Tuhan peduli pada mereka yang terpinggirkan karena kasih-Nya universal, mencakup semua orang, terutama mereka yang dianggap rendah oleh dunia. Santo Vinsensius mengajarkan bahwa dengan melayani mereka yang dalam kekurangan, kita sebenarnya melayani Tuhan sendiri. Pesan ini tetap relevan bagi kita untuk mengingat bahwa setiap perbuatan belas kasih adalah wujud nyata dari iman kita. Maka, perhatian Tuhan pada mereka yang terpinggirkan menjadi panggilan bagi kita untuk hidup seturut kasih-Nya.

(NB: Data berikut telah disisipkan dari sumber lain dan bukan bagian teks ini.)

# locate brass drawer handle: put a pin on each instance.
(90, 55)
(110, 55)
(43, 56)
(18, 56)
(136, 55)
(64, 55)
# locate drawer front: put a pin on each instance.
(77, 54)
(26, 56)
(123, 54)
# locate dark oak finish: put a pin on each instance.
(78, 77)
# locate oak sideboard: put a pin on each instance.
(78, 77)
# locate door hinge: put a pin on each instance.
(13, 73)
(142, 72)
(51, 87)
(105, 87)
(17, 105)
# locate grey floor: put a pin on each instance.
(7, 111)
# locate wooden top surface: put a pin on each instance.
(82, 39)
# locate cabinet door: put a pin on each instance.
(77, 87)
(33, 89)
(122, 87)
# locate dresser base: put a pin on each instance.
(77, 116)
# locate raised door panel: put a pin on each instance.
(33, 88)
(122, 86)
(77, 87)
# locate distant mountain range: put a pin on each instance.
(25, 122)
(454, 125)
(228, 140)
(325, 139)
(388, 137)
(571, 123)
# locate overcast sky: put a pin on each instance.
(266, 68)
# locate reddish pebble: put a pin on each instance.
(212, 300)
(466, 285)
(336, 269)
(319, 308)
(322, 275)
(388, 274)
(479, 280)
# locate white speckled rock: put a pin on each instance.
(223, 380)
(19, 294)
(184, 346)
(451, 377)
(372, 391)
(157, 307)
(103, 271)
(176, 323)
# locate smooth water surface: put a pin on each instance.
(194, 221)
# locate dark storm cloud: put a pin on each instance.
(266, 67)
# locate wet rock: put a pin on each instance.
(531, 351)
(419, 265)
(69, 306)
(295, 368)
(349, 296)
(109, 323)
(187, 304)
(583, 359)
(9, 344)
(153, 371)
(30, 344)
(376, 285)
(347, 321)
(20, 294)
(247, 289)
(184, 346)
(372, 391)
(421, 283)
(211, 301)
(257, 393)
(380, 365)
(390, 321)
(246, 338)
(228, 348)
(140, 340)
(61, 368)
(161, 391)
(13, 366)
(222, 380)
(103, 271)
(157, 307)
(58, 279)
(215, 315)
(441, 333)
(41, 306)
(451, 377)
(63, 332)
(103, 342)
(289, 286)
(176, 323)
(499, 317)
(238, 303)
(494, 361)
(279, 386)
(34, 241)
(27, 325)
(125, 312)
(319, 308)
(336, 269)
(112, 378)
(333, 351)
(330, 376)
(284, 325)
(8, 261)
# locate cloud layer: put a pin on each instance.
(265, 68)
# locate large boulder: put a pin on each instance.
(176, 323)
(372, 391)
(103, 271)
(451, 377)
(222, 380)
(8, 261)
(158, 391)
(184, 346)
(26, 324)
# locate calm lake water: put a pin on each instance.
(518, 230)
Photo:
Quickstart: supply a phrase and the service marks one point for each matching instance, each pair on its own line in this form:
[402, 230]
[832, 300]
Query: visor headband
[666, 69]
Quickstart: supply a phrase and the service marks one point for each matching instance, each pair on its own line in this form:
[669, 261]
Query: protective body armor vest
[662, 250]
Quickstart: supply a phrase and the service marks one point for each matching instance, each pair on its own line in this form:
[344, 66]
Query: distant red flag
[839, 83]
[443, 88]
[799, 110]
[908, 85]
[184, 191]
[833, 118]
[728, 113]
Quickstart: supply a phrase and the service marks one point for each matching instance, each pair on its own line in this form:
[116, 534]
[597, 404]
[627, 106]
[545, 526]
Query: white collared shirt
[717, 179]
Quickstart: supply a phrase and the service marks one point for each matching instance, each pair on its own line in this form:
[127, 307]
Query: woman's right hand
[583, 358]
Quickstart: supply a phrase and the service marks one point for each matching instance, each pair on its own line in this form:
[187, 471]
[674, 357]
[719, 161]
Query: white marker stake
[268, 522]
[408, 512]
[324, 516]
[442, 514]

Menghidupi kasih Tuhan dalam semangat Santo Vinsensius berarti berani keluar dari zona nyaman untuk bertemu mereka yang membutuhkan. Kita dapat memulai dengan mengenali kebutuhan di sekitar kita, berbagi berkat, atau mendukung karya pelayanan bagi mereka yang membutuhkan. Dengan cara itu, kita menjadi saksi nyata kasih Allah yang tak terbatas, dan bersama Santo Vinsensius, membangun dunia yang lebih penuh belas kasih.